Electrohypersensibilité : qu’est-ce que c’est ?
C’est peu dire que, depuis onze ans, les ondes électromagnétiques me pourrissent la vie. Elles constituent un authentique empoisonnement à petit feu de ma santé. Et le poison vient de partout : des antennes relais, des téléphones mobiles, du wifi, des téléphones sans fil, des fours à micro-ondes et de l’électricité. Un pur cauchemar !
Aussi, pour sauver ma peau, je me bricole des ersatz de solutions.
Quand la pression des ondes dans ma tête devient trop douloureuse, j’enrubanne mon crâne de papier d’aluminium, des sourcils à la nuque. Cela fait écran aux ondes qui rebondissent et, en dix minutes, la souffrance s’atténue. Je fais de même dans le métro, que je ne prends quasiment plus car, après quatre stations, j’ai la sensation d’avoir le crâne compressé tandis qu’une perceuse le perfore dans un incessant va-et-vient derrière chaque oreille. L’effet est semblable avec les brouilleurs anti-mobiles des cinémas : une douleur à se taper la tête contre les murs. J’ai toujours un rouleau d’aluminium dans mon sac, mais le regard des gens est difficile à supporter, je suis très mal à l’aise.
Je ne suis pas une illuminée mais victime d’une vraie maladie, reconnue en Suède, en Allemagne, en Autriche et en Californie : l’électrohypersensibilité, caractérisée par des vertiges, des sensations de brûlure, une perte de concentration et de mémoire. Pour continuer à enseigner, je me suis confectionné un casque recouvert d’aluminium.

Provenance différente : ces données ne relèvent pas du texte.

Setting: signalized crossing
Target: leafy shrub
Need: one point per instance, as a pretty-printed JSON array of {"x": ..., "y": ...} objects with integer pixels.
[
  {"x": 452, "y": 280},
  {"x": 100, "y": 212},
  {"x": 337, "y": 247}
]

Je porte des lunettes de soleil pour faire la classe, et aussi chez moi, même en hiver car, la maladie avançant, je suis devenue intolérante à la lumière.
Electrohypersensibilité : combattre les ondes au quotidien
Je ne peux même plus dormir avec mon mari dans notre chambre. Sinon, chaque nuit, comme c’est le cas depuis janvier 2003, je me réveille pile à 3 heures, sans pouvoir me rendormir. Impossible de me lever pour autant, je suis paralysée de fatigue au fond de mon lit, vidée de toute force, ne pouvant même pas aller aux toilettes. Je sais aujourd’hui qu’à 3 heures les opérateurs téléphoniques « rebootent » les antennes relais. De fait, elles crachent un maximum d’ondes.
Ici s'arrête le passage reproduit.